September was the last time Ayla was in the hospital, and it was for just a day to rehydrate and check her blood for signs of a flare.  We were in SoCal for a week and perhaps a virus or some hardcore teething pushed her over the edge, causing her to vomit for days and preventing us all from sleeping any reasonable amount of time.  Blood tests did not indicate a flare so we just got her IV fluids, gave her a medicine that would prevent nausea and vomiting, slowed down her NG feeds, and kept her on Tylenol around the clock until we got her home.  She recovered nicely and has felt pretty well ever since.  Two months of stability has been AMAZING. 



Jonah loves to wear the pump backpack while pushing Ayla in the toy stroller!



Trampoline giggles.  If only AquaNet was strong enough to hold this style!

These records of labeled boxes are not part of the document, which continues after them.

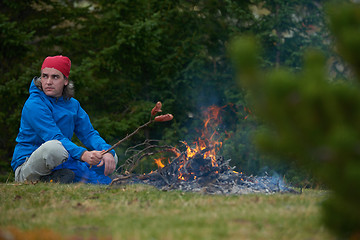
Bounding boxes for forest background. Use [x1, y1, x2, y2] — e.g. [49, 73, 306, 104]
[0, 0, 349, 186]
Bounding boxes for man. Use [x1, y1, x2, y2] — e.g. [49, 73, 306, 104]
[11, 56, 117, 184]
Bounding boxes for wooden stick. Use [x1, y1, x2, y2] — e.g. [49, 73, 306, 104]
[102, 119, 153, 155]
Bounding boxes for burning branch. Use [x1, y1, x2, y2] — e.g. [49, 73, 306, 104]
[102, 102, 174, 155]
[116, 140, 180, 173]
[90, 101, 174, 168]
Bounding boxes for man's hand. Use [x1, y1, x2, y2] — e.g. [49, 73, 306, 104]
[81, 151, 103, 165]
[97, 153, 116, 176]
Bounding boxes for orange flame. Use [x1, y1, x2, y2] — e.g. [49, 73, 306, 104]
[179, 106, 226, 180]
[154, 157, 165, 168]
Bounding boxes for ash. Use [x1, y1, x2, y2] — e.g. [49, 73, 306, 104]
[111, 154, 298, 195]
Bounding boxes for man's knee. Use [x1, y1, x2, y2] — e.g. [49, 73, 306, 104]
[41, 140, 69, 169]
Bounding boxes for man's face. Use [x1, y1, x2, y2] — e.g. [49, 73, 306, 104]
[41, 68, 69, 97]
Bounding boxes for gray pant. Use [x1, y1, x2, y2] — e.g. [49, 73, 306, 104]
[15, 140, 69, 182]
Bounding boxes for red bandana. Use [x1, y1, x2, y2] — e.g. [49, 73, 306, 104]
[41, 55, 71, 78]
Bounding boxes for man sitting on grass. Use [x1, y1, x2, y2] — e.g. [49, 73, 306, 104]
[11, 56, 117, 184]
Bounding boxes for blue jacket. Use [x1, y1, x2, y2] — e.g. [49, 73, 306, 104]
[11, 78, 115, 184]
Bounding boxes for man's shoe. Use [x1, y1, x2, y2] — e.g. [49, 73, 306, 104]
[40, 169, 75, 184]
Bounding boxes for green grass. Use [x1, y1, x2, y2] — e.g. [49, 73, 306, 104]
[0, 183, 335, 240]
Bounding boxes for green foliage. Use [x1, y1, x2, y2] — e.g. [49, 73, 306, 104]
[232, 4, 360, 238]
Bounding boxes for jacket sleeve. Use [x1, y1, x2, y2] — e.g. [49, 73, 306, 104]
[23, 96, 86, 160]
[75, 104, 115, 156]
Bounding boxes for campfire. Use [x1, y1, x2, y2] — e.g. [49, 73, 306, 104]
[111, 106, 295, 194]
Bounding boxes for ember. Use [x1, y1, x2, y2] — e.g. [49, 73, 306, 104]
[111, 106, 296, 194]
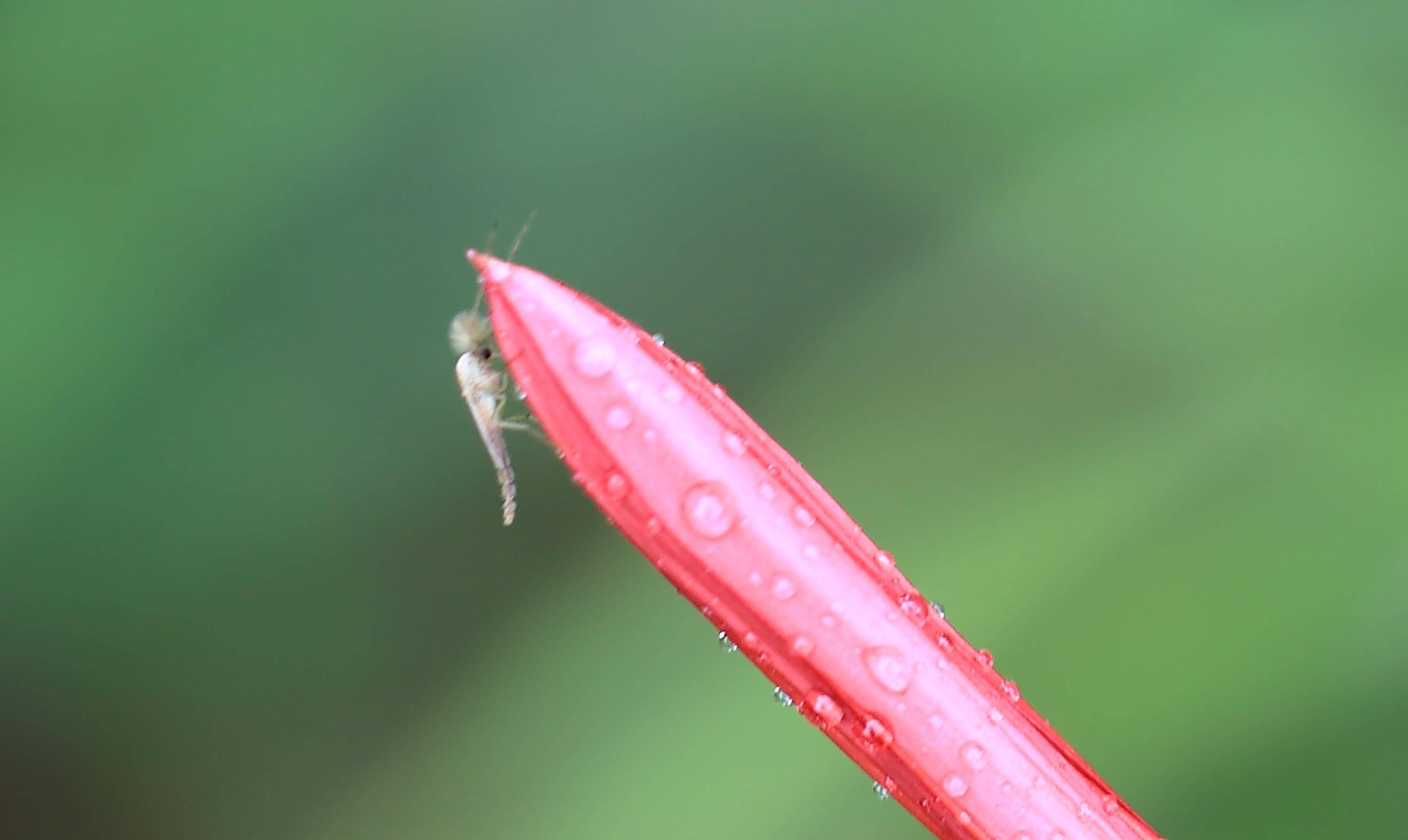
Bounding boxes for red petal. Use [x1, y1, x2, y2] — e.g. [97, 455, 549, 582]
[469, 251, 1157, 840]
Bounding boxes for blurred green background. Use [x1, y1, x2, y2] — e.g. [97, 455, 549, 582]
[0, 0, 1408, 840]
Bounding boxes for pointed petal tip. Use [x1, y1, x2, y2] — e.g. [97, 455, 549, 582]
[465, 248, 511, 283]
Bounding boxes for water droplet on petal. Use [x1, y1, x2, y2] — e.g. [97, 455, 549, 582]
[607, 473, 631, 499]
[860, 647, 914, 694]
[860, 718, 894, 747]
[900, 595, 928, 620]
[683, 481, 734, 539]
[807, 691, 845, 727]
[605, 405, 631, 430]
[572, 338, 615, 379]
[959, 741, 987, 770]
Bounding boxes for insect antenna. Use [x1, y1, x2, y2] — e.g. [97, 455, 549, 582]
[504, 210, 538, 262]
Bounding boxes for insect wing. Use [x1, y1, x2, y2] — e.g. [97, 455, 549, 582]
[455, 353, 518, 525]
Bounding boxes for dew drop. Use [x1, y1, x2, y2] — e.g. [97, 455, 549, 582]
[807, 691, 845, 727]
[607, 473, 631, 499]
[605, 405, 631, 430]
[572, 338, 615, 379]
[959, 741, 987, 770]
[683, 481, 734, 539]
[860, 647, 914, 694]
[860, 718, 894, 747]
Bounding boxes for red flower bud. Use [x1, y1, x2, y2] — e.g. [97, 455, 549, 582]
[469, 251, 1157, 840]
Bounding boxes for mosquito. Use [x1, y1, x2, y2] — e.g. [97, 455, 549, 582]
[449, 215, 543, 525]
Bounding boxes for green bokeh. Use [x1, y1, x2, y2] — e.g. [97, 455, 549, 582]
[0, 0, 1408, 840]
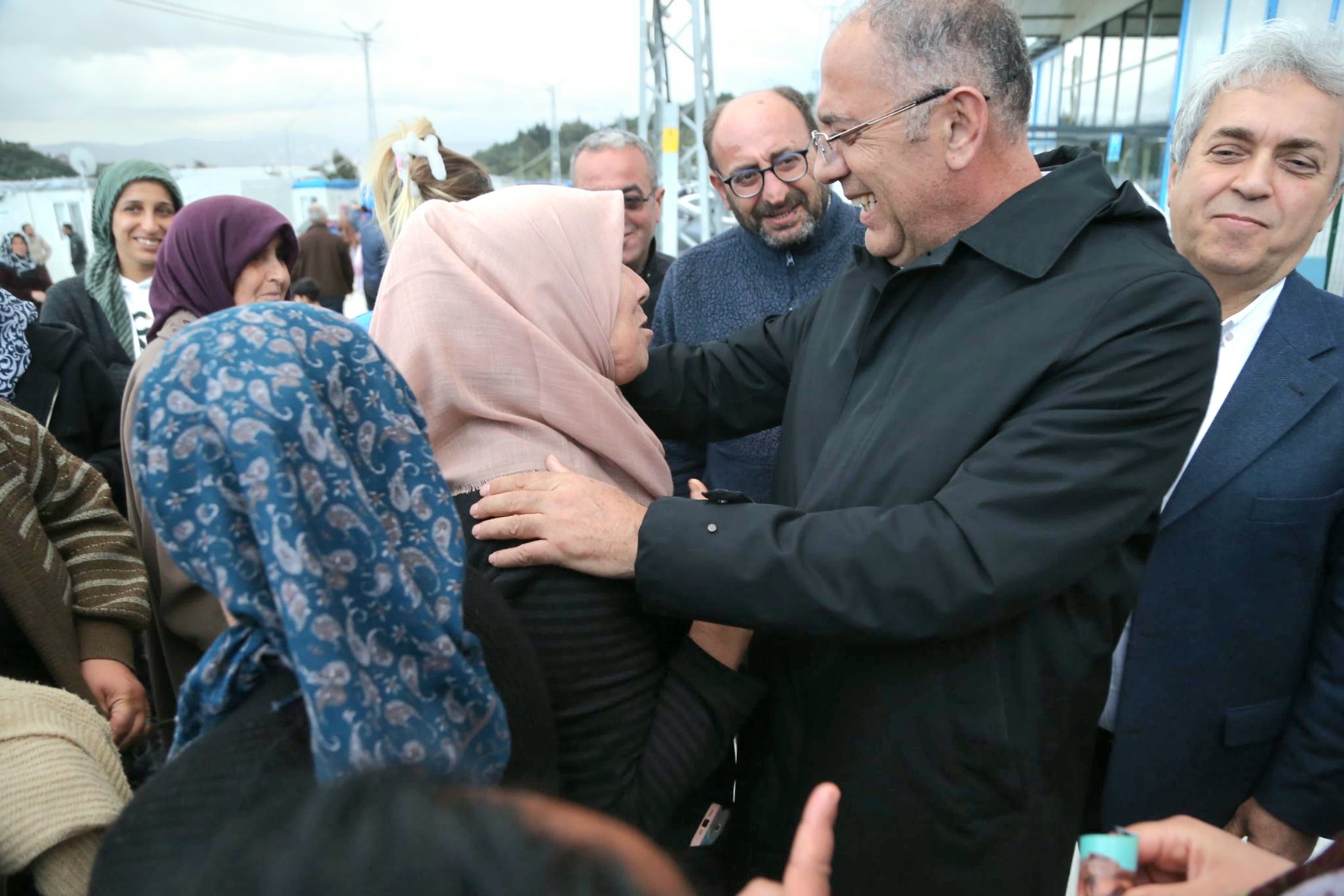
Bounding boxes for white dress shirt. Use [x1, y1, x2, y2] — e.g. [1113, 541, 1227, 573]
[1097, 281, 1283, 731]
[121, 277, 154, 357]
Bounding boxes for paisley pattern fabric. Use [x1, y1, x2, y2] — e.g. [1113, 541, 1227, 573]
[0, 289, 38, 402]
[132, 304, 510, 783]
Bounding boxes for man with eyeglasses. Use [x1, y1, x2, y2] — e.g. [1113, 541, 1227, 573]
[570, 128, 674, 321]
[651, 87, 863, 501]
[472, 0, 1219, 896]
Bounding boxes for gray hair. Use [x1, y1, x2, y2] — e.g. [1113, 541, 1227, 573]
[845, 0, 1031, 139]
[570, 128, 659, 190]
[1171, 19, 1344, 190]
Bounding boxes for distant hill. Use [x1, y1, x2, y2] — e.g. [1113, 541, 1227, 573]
[35, 135, 351, 168]
[0, 139, 75, 180]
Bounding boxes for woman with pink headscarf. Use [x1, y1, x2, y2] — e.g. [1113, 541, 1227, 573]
[371, 187, 763, 846]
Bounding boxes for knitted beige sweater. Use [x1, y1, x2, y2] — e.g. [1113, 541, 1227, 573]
[0, 402, 149, 702]
[0, 679, 130, 896]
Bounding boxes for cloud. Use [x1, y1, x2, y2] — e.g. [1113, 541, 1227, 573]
[0, 0, 830, 154]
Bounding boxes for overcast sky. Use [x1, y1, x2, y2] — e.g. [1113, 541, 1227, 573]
[0, 0, 851, 153]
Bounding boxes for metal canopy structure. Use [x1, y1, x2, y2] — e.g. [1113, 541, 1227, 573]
[638, 0, 723, 255]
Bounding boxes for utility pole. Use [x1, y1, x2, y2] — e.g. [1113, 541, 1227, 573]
[638, 0, 723, 255]
[547, 85, 560, 184]
[341, 19, 383, 146]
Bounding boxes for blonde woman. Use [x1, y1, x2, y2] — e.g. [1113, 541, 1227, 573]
[354, 118, 493, 329]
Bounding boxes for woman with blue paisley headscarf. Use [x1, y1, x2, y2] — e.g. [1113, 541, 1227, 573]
[132, 305, 510, 783]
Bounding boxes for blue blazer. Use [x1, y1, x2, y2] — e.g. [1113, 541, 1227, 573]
[1102, 272, 1344, 837]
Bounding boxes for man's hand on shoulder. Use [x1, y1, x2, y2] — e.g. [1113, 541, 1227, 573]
[472, 457, 647, 579]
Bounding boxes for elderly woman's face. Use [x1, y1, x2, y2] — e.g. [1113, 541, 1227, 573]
[234, 235, 289, 305]
[611, 265, 653, 386]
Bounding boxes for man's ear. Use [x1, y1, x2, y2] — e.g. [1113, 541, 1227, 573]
[944, 87, 990, 171]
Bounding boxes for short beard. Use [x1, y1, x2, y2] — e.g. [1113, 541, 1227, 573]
[729, 184, 830, 250]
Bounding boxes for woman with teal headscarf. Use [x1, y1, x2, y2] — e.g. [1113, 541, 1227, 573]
[42, 158, 183, 399]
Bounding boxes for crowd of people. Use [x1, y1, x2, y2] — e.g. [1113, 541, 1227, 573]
[0, 0, 1344, 896]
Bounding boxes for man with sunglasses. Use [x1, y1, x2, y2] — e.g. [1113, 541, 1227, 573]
[472, 0, 1219, 896]
[651, 87, 863, 501]
[570, 128, 674, 321]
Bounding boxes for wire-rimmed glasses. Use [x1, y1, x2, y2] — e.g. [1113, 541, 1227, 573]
[719, 146, 811, 199]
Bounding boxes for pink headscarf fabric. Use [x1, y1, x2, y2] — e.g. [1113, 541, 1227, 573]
[369, 187, 672, 504]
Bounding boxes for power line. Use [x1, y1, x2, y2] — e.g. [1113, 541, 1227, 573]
[107, 0, 359, 42]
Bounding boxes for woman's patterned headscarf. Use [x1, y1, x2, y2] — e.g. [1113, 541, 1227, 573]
[0, 289, 38, 402]
[0, 231, 38, 277]
[84, 158, 181, 357]
[132, 304, 510, 783]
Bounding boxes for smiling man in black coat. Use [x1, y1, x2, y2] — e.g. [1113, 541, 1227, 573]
[473, 0, 1219, 896]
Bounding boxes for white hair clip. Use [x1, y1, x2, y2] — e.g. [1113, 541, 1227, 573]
[392, 135, 447, 199]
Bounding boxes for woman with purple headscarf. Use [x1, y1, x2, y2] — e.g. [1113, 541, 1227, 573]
[121, 196, 299, 720]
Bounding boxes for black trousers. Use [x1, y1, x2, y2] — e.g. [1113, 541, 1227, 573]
[1078, 728, 1116, 834]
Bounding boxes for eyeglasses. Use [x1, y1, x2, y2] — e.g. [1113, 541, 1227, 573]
[719, 146, 811, 199]
[621, 194, 653, 211]
[811, 87, 972, 164]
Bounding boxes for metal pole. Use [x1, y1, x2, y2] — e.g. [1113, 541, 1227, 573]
[1321, 199, 1340, 291]
[691, 0, 714, 242]
[341, 19, 383, 146]
[659, 102, 681, 255]
[547, 85, 560, 184]
[637, 0, 653, 140]
[359, 31, 377, 144]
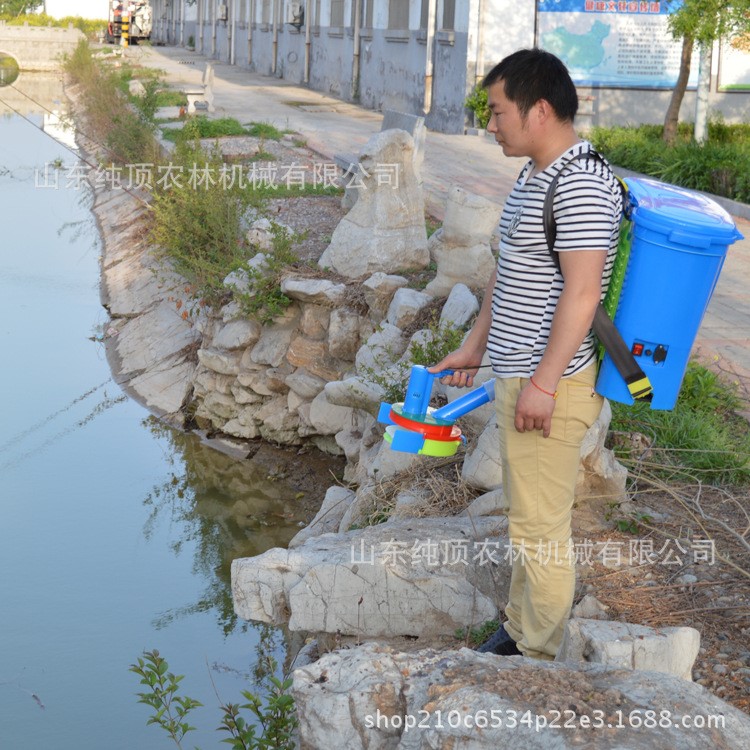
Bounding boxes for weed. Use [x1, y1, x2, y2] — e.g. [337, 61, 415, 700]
[130, 650, 298, 750]
[611, 362, 750, 485]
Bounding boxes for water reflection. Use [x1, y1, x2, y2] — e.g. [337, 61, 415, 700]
[143, 417, 303, 635]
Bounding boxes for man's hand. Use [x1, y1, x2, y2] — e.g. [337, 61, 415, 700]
[514, 383, 555, 437]
[427, 347, 482, 388]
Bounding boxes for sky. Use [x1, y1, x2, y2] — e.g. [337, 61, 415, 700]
[47, 0, 109, 18]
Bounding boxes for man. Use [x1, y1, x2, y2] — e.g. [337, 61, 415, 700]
[430, 49, 622, 659]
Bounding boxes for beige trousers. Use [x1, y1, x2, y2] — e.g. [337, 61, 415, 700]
[495, 365, 603, 659]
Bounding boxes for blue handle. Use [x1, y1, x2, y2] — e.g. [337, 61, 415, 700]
[432, 378, 495, 422]
[403, 365, 453, 417]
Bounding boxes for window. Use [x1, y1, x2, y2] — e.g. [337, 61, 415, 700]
[330, 0, 344, 26]
[440, 0, 456, 30]
[388, 0, 409, 29]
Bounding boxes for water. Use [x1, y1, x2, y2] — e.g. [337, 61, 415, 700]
[0, 81, 306, 750]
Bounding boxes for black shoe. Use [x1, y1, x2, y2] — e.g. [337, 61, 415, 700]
[477, 625, 521, 656]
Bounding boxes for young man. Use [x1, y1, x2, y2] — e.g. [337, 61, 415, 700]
[431, 49, 622, 659]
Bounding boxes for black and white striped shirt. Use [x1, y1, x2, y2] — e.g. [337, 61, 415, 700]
[487, 141, 622, 378]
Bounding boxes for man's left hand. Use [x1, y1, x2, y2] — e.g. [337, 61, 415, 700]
[514, 383, 555, 437]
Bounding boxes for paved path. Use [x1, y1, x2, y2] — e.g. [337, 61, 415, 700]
[130, 47, 750, 399]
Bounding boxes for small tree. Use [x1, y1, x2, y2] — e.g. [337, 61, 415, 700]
[664, 0, 750, 145]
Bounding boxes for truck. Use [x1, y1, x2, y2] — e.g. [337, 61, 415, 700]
[105, 0, 153, 44]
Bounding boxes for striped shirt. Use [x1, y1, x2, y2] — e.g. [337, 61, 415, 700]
[487, 141, 622, 378]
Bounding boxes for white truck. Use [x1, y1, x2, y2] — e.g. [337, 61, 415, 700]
[106, 0, 153, 44]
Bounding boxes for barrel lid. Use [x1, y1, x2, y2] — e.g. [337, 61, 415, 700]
[625, 177, 742, 248]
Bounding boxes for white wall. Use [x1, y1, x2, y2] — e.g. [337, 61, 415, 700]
[47, 0, 110, 19]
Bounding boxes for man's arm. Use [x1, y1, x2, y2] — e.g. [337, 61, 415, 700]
[515, 250, 607, 437]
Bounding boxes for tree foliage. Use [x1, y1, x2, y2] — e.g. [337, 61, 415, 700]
[664, 0, 750, 143]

Over the last few months we have been blessed beyond imagination.  One of our most treasured friends, Jen, has been living with us and helping us with...well...everything.  The love that has developed between her and the kids is magical.  She plays with them, takes them on adventures, dresses them, feeds them, cleans up after them, does their laundry, and loves them as they were her own.  To top it off, she does all of that for me and Steve too (except she doesn't dress us because that would be wierd)!  Jen has never failed to make me laugh when it counts or offer me sympathy and understanding when I need it most.  Because of Jen, I have been able to go on several long-awaited dates with my fabulous husband, and I've been able to pursue resources that have turned our lives around.  Jen is moving out in two days, if we haven't kidnapped her before then.  I am excited for her as her new life of travel and mystery unfolds before her, but I am doing a significant amount of grieving as well.  She has been present for, and has a lot to do with, our transition from a state of desperation to a place of peace, acceptance, occasional denial, and the most balance we've had in 19 months.  We've had a rich history together, as she stated so well in her blog: http://heygirlniceblog.com/2012/11/come-and-knock-on-our-door/ , and I so look forward to seeing how our lives will unfold together in the future.

Happy Halloween!  Our little garbage man and Ayla after she deconstructed her fairy costume.

Love and light

Ayla and Auntie Janet...I mean Jenny.

Three's company!  So appropriate on so many levels!

Another life-changing force that has blessed us beyond belief is the Carousel Fund (http://www.carouselfund.org/).  This organization provides financial support for Petaluma families with children who have a life-threatening or catastrophic illness.  Within a week of presenting our case, founders Arnie and Susan Cohen, were at our door with gifts for both of the kids, and a card with a check inside for us.  Steve, Jen, and I were in tears as they presented their gift that would pay off our weighty health insurance deductible.  They also offered to help us with alternative medical care for Ayla and respite care so we could take a much needed breath.  The financial and emotional relief that this organization has provided is beyond measure.  In just the couple of months since they showed up at our door, our lives have changed dramatically for the better.  It's like we're getting the chance to rise up from the muddy pit of exhaustion, dust ourselves off, and buff out the past year's scuffs.

I am starting to understand that "angels" and "saints" are simply those people that walk among us, materializing that which we really need at the times we need it most.  It's no miracle.  It's human nature.  It's a significant lesson in life.  One that we will never take lightly.  And one that will change us to the core.